En el camino, Carla fue sorprendida por un individuo que habría intentado robarle –entre otras cosas- un teléfono celular, para lo cual la agredió con saña, la tiró al piso y golpeó su cabeza contra el suelo. No conforme con ello, el delincuente la pateó con fuerza en el estómago, antes de darse a la fuga.
“Siente que la manotean de los pelos y la tiran para atrás. Ella intenta defenderse atajándose los golpes”, pero el bruto la arrastró por todo el playón del galpón, hacia donde están los vehículos. Ahí “empezó a agredirla y a manosearla”, relató Sergio Santucci, esposo de la víctima.
A causa de la resistencia que opuso Torres, y de los gritos que pudo dar, sus compañeros corrieron a ver qué sucedía, mientras algunos salieron tras el atacante, que no dejó rastros y se fugó del galpón de Castellanos y Güemes.
A TERAPIA
Sus compañeros trasladaron de urgencia a la mujer hasta un sanatorio céntrico de nuestra ciudad, donde recibió las primeras atenciones y fue internada en la Sala de Terapia Intensiva.
Carla Torres permanecía la noche del martes en el lugar, donde se le practicaban distintos estudios. Profesionales del centro médico informaron que la víctima presenta politraumatismos en la cabeza y el abdomen, aunque su estado era estable.

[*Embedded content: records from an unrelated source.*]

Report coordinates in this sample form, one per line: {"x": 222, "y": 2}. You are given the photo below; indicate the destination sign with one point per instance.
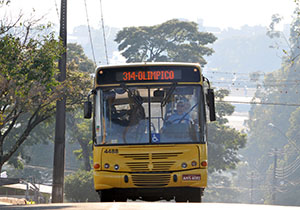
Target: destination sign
{"x": 148, "y": 75}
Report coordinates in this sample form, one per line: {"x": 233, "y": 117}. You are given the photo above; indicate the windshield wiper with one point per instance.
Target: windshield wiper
{"x": 169, "y": 93}
{"x": 137, "y": 99}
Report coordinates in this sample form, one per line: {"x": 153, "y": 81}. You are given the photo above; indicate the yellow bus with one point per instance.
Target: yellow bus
{"x": 149, "y": 131}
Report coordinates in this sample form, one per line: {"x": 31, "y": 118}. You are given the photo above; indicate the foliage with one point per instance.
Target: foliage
{"x": 28, "y": 88}
{"x": 79, "y": 187}
{"x": 173, "y": 40}
{"x": 277, "y": 126}
{"x": 76, "y": 55}
{"x": 223, "y": 141}
{"x": 79, "y": 130}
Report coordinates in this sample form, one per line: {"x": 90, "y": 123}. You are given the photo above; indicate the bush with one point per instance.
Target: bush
{"x": 79, "y": 187}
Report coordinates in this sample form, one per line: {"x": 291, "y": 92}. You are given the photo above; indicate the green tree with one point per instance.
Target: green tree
{"x": 223, "y": 142}
{"x": 276, "y": 126}
{"x": 173, "y": 40}
{"x": 79, "y": 130}
{"x": 28, "y": 88}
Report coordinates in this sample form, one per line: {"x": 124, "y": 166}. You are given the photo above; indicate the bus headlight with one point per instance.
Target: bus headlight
{"x": 194, "y": 163}
{"x": 183, "y": 165}
{"x": 116, "y": 167}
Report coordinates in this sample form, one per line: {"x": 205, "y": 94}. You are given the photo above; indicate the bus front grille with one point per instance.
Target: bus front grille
{"x": 150, "y": 180}
{"x": 148, "y": 166}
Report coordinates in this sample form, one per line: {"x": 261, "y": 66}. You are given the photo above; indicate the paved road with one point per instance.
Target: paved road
{"x": 146, "y": 206}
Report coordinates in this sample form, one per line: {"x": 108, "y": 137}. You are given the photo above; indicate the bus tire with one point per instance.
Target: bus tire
{"x": 105, "y": 196}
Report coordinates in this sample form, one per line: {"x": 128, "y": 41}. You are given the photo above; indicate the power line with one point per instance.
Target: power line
{"x": 56, "y": 7}
{"x": 89, "y": 29}
{"x": 289, "y": 170}
{"x": 103, "y": 30}
{"x": 257, "y": 103}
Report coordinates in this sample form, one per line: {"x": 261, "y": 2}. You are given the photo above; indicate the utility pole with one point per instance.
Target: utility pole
{"x": 274, "y": 188}
{"x": 251, "y": 192}
{"x": 60, "y": 125}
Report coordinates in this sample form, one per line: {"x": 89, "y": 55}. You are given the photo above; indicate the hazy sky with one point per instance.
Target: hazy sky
{"x": 122, "y": 13}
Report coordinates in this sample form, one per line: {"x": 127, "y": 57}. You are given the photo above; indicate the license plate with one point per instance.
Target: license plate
{"x": 191, "y": 177}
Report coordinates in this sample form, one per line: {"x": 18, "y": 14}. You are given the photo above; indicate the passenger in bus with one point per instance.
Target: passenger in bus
{"x": 180, "y": 116}
{"x": 111, "y": 112}
{"x": 135, "y": 130}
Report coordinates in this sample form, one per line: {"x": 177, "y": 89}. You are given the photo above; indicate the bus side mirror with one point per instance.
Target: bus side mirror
{"x": 87, "y": 110}
{"x": 159, "y": 93}
{"x": 210, "y": 96}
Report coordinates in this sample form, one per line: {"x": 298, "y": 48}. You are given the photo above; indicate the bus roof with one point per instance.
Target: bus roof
{"x": 148, "y": 64}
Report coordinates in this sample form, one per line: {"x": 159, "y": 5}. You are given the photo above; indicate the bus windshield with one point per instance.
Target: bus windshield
{"x": 150, "y": 115}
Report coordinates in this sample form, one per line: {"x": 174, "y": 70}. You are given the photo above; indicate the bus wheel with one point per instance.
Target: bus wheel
{"x": 195, "y": 199}
{"x": 105, "y": 196}
{"x": 180, "y": 199}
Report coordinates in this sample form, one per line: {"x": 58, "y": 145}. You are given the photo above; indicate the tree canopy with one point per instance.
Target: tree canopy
{"x": 28, "y": 86}
{"x": 173, "y": 40}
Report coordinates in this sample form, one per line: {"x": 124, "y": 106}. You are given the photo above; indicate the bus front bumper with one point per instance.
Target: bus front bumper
{"x": 196, "y": 178}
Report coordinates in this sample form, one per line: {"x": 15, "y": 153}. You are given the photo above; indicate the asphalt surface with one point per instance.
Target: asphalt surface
{"x": 145, "y": 206}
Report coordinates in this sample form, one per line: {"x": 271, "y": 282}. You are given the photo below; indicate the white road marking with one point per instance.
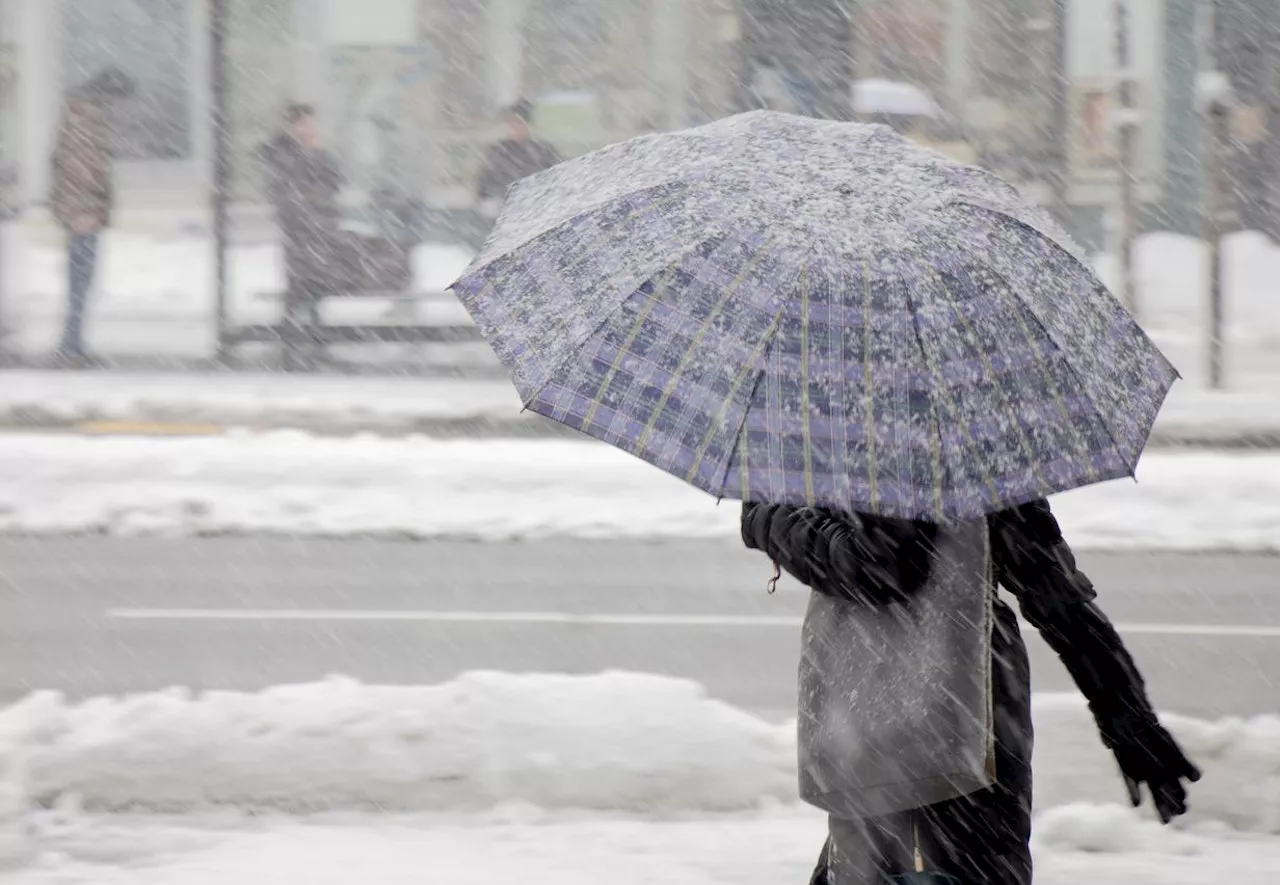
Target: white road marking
{"x": 620, "y": 619}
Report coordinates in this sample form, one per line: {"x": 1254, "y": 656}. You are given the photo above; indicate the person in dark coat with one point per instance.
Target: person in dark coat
{"x": 986, "y": 836}
{"x": 516, "y": 156}
{"x": 82, "y": 196}
{"x": 302, "y": 185}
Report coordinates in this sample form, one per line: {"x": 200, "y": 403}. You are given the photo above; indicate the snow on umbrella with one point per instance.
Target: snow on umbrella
{"x": 782, "y": 309}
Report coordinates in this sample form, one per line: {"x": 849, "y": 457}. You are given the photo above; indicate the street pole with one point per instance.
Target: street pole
{"x": 1216, "y": 220}
{"x": 958, "y": 58}
{"x": 1060, "y": 126}
{"x": 1127, "y": 129}
{"x": 220, "y": 122}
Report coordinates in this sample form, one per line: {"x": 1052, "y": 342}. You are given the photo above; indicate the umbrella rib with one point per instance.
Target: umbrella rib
{"x": 576, "y": 350}
{"x": 1057, "y": 392}
{"x": 764, "y": 351}
{"x": 595, "y": 206}
{"x": 936, "y": 436}
{"x": 696, "y": 341}
{"x": 1028, "y": 450}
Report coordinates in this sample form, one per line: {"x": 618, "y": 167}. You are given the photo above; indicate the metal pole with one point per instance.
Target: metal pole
{"x": 1060, "y": 126}
{"x": 220, "y": 122}
{"x": 1128, "y": 160}
{"x": 1217, "y": 218}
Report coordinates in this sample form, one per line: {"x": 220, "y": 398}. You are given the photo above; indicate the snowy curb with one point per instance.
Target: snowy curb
{"x": 297, "y": 484}
{"x": 397, "y": 406}
{"x": 612, "y": 742}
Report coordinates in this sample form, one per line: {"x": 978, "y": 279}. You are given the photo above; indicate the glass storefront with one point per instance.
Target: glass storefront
{"x": 10, "y": 126}
{"x": 151, "y": 41}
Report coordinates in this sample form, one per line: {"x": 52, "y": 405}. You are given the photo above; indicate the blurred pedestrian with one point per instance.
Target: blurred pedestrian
{"x": 516, "y": 156}
{"x": 82, "y": 195}
{"x": 302, "y": 182}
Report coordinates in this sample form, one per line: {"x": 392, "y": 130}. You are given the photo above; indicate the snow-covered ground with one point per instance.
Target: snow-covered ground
{"x": 552, "y": 779}
{"x": 398, "y": 404}
{"x": 155, "y": 295}
{"x": 288, "y": 482}
{"x": 156, "y": 299}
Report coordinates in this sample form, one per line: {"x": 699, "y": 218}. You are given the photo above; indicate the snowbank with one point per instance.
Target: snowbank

La mujer, madre de dos pequeños, está internada en el sanatorio privado y ninguna autoridad de Salud se acercó durante la tarde de este martes a preguntar en qué estado se encontraba.
TRAUMAS PSICOLÓGICOS
Si bien en un principio los golpes parecieron superfluos, su marido relató a El Litoral: “Después de que la dejaron en casa, empezaron las reacciones”, explicó Santucci. “Clínicamente está evolucionando muy bien, pero psicológicamente no sé como va a quedar”, se lamentó su marido.
Santucci, que hace 25 años se desempeña en la Dipaes, aseguró que “es la primera vez que pasa” algo similar. A sus vez, varios compañeros se mostraron hartos de lo que está ocurriendo en el lugar de trabajo, donde por las noches no hay sereno, cuidador o efectivo policial contratado por la dirección.
Este episodio reflota uno de los viejos reclamos reiterados por el personal de esa repartición provincial, vinculado a las inadecuadas condiciones en las que deben realizar sus funciones.